Of course, doing so sent DeBlois back to the drawing board when it came time to write the third movie, since he was still committed to the idea of seeing the characters and story through to their natural conclusion. And then, two years after the release of 2014’s “How to Train Your Dragon 2” — whose box office dipped a bit domestically, but swelled by 60% abroad, earning more than $621 million worldwide — Universal acquired DWA, and Katzenberg left the company, throwing things into uncertainty.

During the transition, Arnold was promoted to president of the studio for a time, and while her attention was being pulled in other directions, they brought on Brad Lewis (another Pixar vet who’d worked at DWA years earlier, on “Antz”) as a producer. “Dean has this movie in his heart and soul,” Lewis says. “He has a conviction in the story he wants to tell, and that’s the only kind of director I want to work with: somebody who’s going to stand up for what might be the unpopular idea, because it’s the right idea, who’s going to take the risk with the emotional or character arc of the story.”

Shortly after the acquisition by Universal, DeBlois went in for a meeting with studio chairman Donna Langley, during which he referenced some of the films that had inspired his vision for the third and final film — such movies as “E.T.: The Extra-Terrestrial” and “Born Free,” in which a human who has bonded with a creature of some kind must eventually let it go.

“Because it’s such a long-term commitment, I think a big part of the job directing animation is to guard against the outside forces so the thing itself can be nurtured and worked on and strengthened as best you can,” says DeBlois. “All along, my greatest fear was that they were going to say, ‘Abandon this idea of a trilogy.’”

Luckily, when he met with Langley, she lit up at the mention of “Born Free,” he says. “She grew up with that story, which she loved, so it felt like I had her support from the start.”

And so DeBlois was allowed to complete the “Dragon” saga as he envisioned, bringing closure to the story, which releases Feb. 21 in the U.S. “I’m not delusional,” says DeBlois, who has given a decade to the franchise. “I know it’s been a money-making franchise for them, so they may want to go back into it in the future.”

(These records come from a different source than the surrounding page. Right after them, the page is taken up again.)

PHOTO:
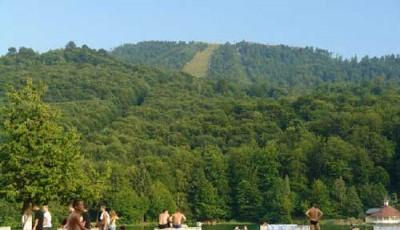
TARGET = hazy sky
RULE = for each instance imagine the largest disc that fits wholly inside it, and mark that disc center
(345, 27)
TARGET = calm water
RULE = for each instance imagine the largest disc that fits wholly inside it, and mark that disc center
(250, 227)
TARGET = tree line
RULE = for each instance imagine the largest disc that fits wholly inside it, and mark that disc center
(152, 139)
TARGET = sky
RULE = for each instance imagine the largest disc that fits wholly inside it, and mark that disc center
(344, 27)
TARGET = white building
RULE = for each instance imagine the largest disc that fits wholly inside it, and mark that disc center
(385, 215)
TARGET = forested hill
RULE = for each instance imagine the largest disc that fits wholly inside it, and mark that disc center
(226, 150)
(270, 66)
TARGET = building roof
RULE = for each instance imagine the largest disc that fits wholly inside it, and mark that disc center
(386, 211)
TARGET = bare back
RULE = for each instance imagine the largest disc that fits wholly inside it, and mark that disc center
(163, 218)
(178, 218)
(314, 214)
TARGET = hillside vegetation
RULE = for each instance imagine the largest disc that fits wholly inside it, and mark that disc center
(198, 66)
(268, 131)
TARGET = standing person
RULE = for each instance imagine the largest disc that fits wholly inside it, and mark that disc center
(314, 214)
(71, 210)
(163, 219)
(177, 219)
(104, 218)
(113, 220)
(39, 217)
(86, 219)
(47, 218)
(74, 221)
(27, 218)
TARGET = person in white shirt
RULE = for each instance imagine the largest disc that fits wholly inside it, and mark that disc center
(47, 218)
(104, 218)
(27, 219)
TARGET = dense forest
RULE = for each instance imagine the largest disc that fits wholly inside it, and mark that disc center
(269, 130)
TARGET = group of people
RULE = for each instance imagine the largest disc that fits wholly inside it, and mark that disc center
(167, 221)
(36, 218)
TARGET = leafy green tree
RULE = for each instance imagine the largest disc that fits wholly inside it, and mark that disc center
(338, 192)
(320, 196)
(160, 199)
(249, 201)
(204, 197)
(40, 161)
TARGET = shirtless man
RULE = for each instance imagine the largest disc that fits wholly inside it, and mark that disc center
(74, 221)
(177, 219)
(163, 219)
(314, 215)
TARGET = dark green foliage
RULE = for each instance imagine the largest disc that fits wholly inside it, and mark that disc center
(242, 144)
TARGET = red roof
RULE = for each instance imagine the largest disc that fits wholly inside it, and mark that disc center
(387, 211)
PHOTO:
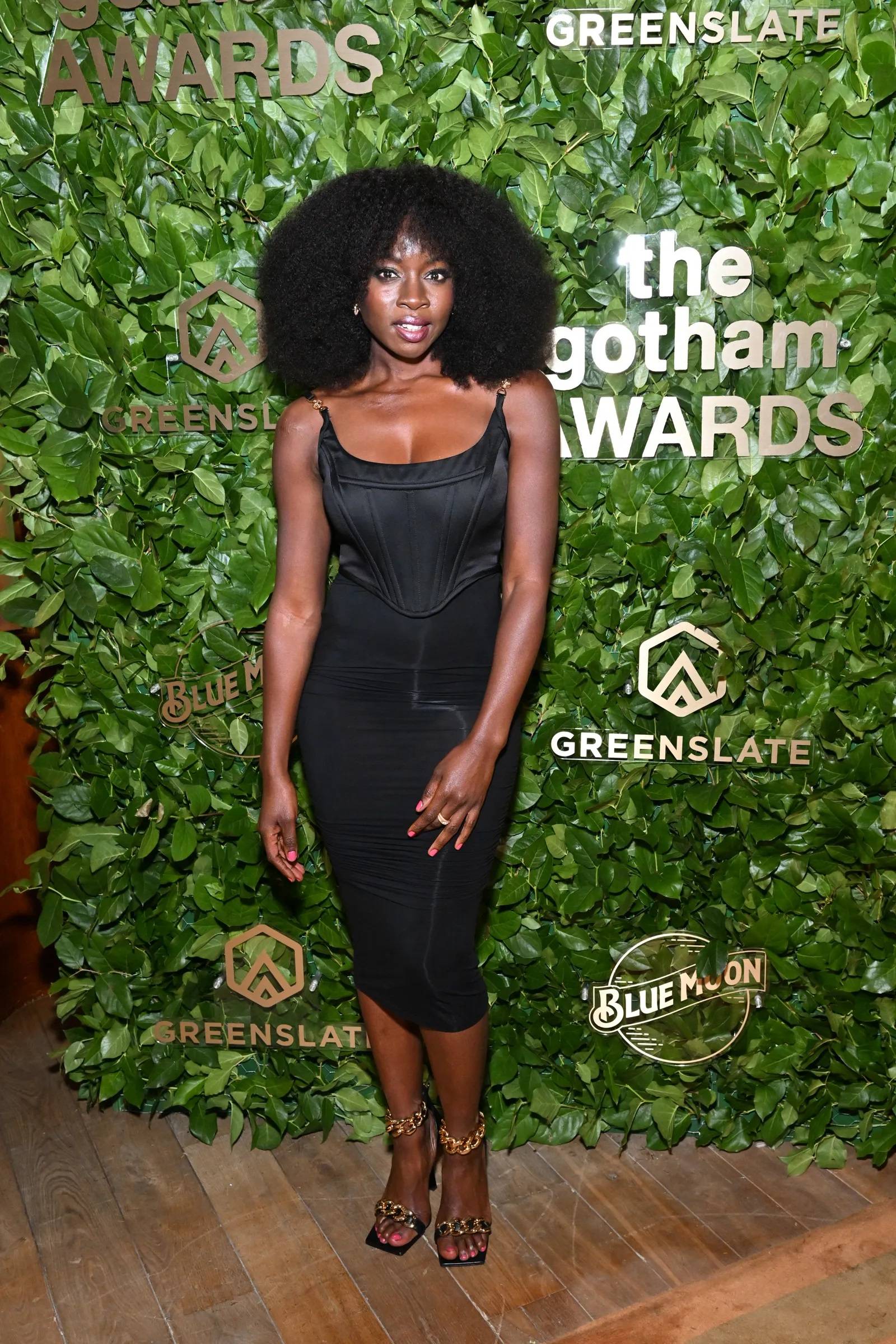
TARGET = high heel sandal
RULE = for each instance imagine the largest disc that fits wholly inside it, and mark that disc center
(390, 1207)
(463, 1226)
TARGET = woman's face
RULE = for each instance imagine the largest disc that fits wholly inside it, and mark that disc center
(409, 299)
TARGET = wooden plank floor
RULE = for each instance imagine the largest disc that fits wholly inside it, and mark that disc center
(122, 1230)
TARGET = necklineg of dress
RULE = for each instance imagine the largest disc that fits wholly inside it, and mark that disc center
(429, 461)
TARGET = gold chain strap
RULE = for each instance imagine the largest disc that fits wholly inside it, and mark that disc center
(398, 1213)
(468, 1143)
(460, 1226)
(408, 1124)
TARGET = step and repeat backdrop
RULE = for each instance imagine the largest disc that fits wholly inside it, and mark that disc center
(692, 922)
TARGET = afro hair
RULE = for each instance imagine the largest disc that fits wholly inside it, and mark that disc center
(318, 261)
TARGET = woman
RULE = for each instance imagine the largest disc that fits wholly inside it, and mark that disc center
(419, 311)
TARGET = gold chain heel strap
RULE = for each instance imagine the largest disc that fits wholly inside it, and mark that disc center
(468, 1143)
(398, 1213)
(408, 1124)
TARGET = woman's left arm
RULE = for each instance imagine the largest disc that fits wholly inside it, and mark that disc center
(460, 781)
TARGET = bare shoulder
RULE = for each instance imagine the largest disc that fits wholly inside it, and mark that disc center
(531, 408)
(297, 432)
(531, 397)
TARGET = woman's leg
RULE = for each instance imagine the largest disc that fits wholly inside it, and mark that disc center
(398, 1054)
(457, 1060)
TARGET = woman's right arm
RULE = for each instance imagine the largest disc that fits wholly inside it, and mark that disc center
(293, 622)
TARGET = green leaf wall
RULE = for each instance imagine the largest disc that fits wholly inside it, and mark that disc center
(112, 216)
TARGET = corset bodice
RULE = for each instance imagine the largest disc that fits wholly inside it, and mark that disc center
(416, 534)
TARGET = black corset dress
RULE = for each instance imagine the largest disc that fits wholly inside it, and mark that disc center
(396, 679)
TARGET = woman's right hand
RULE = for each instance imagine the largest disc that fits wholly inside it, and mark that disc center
(277, 827)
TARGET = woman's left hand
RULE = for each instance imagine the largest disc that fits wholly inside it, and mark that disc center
(457, 790)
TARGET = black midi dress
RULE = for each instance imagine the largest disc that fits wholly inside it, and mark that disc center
(396, 679)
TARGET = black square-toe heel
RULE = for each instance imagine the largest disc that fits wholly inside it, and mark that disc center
(461, 1226)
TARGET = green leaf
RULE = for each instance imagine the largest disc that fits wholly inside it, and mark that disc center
(183, 841)
(209, 486)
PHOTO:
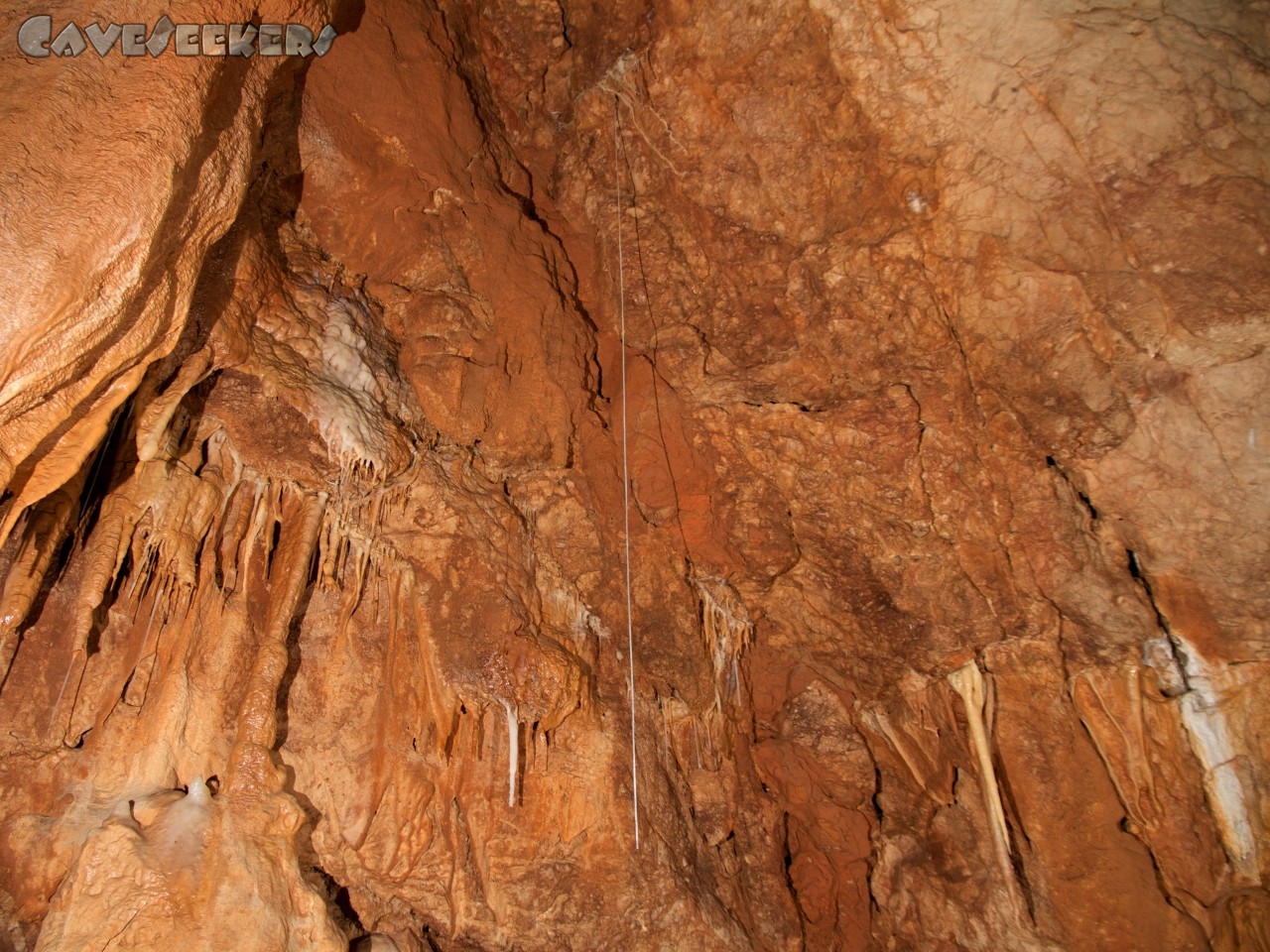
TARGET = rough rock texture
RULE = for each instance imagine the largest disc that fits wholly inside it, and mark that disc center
(945, 402)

Indeed, the third installment is already racking up big numbers overseas.

After all, “Star Wars” may have originated as one trilogy, but it has since spawned additional prequels and sequels, as well as countless spinoffs in television, video games and other media.

“What I tried to do was complete the story of Hiccup and Toothless and their era of dragons, but also leave alive the idea that dragons could be under our feet to this day,” DeBlois explains. “There could be another timeline, another set of characters, and a purpose for bringing them back out into the upper world.”